Ben Kraus of Bridge Road Brewers has a solid history producing excellent saisons with a twist. In the last few years he has produced the Saison le Printemps, brewed with blueberries and elderflower, and the awesome Saison Noir (black saison) that celebrated the brewery's 6th anniversary in 2011. However, his regular Saison from the Bridge Road Chevalier range remains a consistent standout as an Australian interpretation of the style.
A week or so later we went vertical with the latest Ben Kraus Saison-with-a-twist. It was also our first side-by-side test of the same beer that has been brewed in two different locations – the excellent NøgneØ and Bridge Road Brewers collaboration ale, India Saison, a hybrid style mash resulting in a hoppy Saison.
In August last year Ben Kraus travelled to Norway, along with some of his favourite local hop varieties. In collaboration he brewed this beer with Kjetil Jikiun at the NøgneØ brewery, which was then packaged in the standard 500ml NøgneØ bottles and eventually imported into Australia through Phoenix Beers. Back in Australia, Ben also brewed India Saison at his brewery in Beechworth using exactly the same recipe, providing two versions for the market.
News of this collaboration was very exciting for me, as a big fan of both breweries. Many of Ben's Bridge Road Brewers beers have provided much "wow" factor in recent times, through his innovative brewing - B2 Bomber, 500 Smokey Breakfast Lager, Galaxy Single Hop IPA, Stellar Single Hop IPA and more! NøgneØ is also a sensation, filling many spots of my all-time list of favourite beers: Imperial Stout, God Jul plus the incredible trilogy of Dark Horizon, Red Horizon and Sweet Horizon.
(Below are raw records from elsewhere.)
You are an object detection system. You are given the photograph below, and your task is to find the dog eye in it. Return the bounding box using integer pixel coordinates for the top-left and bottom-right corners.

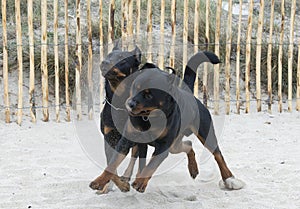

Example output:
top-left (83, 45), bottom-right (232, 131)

top-left (144, 93), bottom-right (153, 99)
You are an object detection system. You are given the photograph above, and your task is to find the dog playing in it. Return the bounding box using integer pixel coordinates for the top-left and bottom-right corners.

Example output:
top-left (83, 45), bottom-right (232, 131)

top-left (96, 46), bottom-right (147, 193)
top-left (91, 52), bottom-right (244, 192)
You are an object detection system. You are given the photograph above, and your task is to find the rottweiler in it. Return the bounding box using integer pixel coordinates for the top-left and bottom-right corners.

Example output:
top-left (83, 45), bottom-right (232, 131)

top-left (95, 44), bottom-right (145, 192)
top-left (91, 52), bottom-right (243, 192)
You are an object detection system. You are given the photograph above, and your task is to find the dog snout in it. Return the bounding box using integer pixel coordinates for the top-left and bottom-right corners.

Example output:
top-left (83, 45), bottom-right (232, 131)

top-left (128, 99), bottom-right (137, 109)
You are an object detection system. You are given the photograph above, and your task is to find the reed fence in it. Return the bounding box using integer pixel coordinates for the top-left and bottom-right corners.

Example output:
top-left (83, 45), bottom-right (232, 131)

top-left (0, 0), bottom-right (300, 124)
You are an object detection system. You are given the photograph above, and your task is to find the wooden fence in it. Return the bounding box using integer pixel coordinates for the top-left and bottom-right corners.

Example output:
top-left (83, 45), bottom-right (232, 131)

top-left (0, 0), bottom-right (300, 124)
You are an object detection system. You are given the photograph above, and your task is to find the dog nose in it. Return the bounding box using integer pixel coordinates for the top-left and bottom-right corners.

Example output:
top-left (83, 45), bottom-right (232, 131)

top-left (128, 99), bottom-right (137, 109)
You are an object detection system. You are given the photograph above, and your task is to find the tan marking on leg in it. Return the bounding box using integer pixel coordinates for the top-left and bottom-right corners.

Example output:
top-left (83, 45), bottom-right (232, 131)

top-left (196, 134), bottom-right (233, 180)
top-left (187, 149), bottom-right (199, 179)
top-left (104, 126), bottom-right (113, 134)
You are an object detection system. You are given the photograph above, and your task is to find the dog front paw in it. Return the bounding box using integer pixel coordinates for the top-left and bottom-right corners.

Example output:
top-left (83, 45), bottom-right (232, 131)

top-left (89, 171), bottom-right (112, 190)
top-left (112, 176), bottom-right (130, 192)
top-left (132, 178), bottom-right (150, 193)
top-left (89, 180), bottom-right (109, 191)
top-left (121, 176), bottom-right (130, 183)
top-left (219, 177), bottom-right (245, 190)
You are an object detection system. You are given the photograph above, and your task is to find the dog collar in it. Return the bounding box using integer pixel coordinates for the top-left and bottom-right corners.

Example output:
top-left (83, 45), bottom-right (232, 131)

top-left (103, 97), bottom-right (127, 112)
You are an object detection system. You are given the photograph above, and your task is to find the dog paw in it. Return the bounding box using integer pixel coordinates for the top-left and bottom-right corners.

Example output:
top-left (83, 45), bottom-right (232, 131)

top-left (117, 182), bottom-right (130, 192)
top-left (219, 177), bottom-right (245, 190)
top-left (89, 181), bottom-right (108, 191)
top-left (121, 176), bottom-right (130, 183)
top-left (188, 150), bottom-right (199, 179)
top-left (189, 164), bottom-right (199, 179)
top-left (112, 175), bottom-right (130, 192)
top-left (131, 178), bottom-right (149, 193)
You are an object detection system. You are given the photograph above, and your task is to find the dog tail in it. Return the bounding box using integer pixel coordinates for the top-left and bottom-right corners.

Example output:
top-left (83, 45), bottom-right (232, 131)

top-left (183, 51), bottom-right (221, 92)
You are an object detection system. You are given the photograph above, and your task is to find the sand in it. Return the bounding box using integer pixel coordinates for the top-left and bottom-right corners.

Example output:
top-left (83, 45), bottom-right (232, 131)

India Saison is a brilliant beer. Packed with the robust Australian Galaxy and Stella hop varieties, it is a well balanced blend of two interesting beer styles - Saison and IPA. There are many "crazy" inventive craft beers around these days. Whilst innovative, this beer is far from crazy. India Saison is a bold and characterful beer, yet also elegant and easy to drink. The complexity isn't as evident at first as in some other hybrid craft beer styles, but a few mouthfuls in you will discover much to explore in this beer's taste and character.
Clearly the same beer, there were also some strikingly significant differences between the Australian and Norway brewed versions. Firstly, the aroma of both was upfront resiny hoppy yet underneath was a classic spicy Saison nose. However, the hoppy aroma was much bigger and beautiful on the Bridge Road edition. Although, having traveled from the other side of the world, the hops in the NøgneØ bottle may have just died off a little. Understandable.
The biggest difference was in appearance. The NøgneØ brewed addition had a much deeper orange colour with a thicker head, whilst the local Bridge Road brew was a brighter orange with a less dense head.
Both versions were practically identical in mouthfeel, finish and overall drinkability.
So, why are the two beers so different when both have been brewed with exactly the same recipe? The simple and short answer, to the best of my basic knowledge, is water and brewhouse plus freshness. Sure, there are a number of other tiny intricacies that will alter the final result in very small ways, but the significant differences will most likely come from:
- two very different water sources, with large variations in the mineral content and ph levels between the Aussie and Norway water supplies,
- the larger size and environment of the relatively new NøgneØ brewhouse compared to the smaller Beechworth brewhouse build in an old Coach House,
- the NøgneØ version has travelled from across the other side of the world, compared to the relatively fresh recently brewed Bridge Road version from only a few hundred kms away. Therefore it is older and has been exposed to more variations in light and temperature.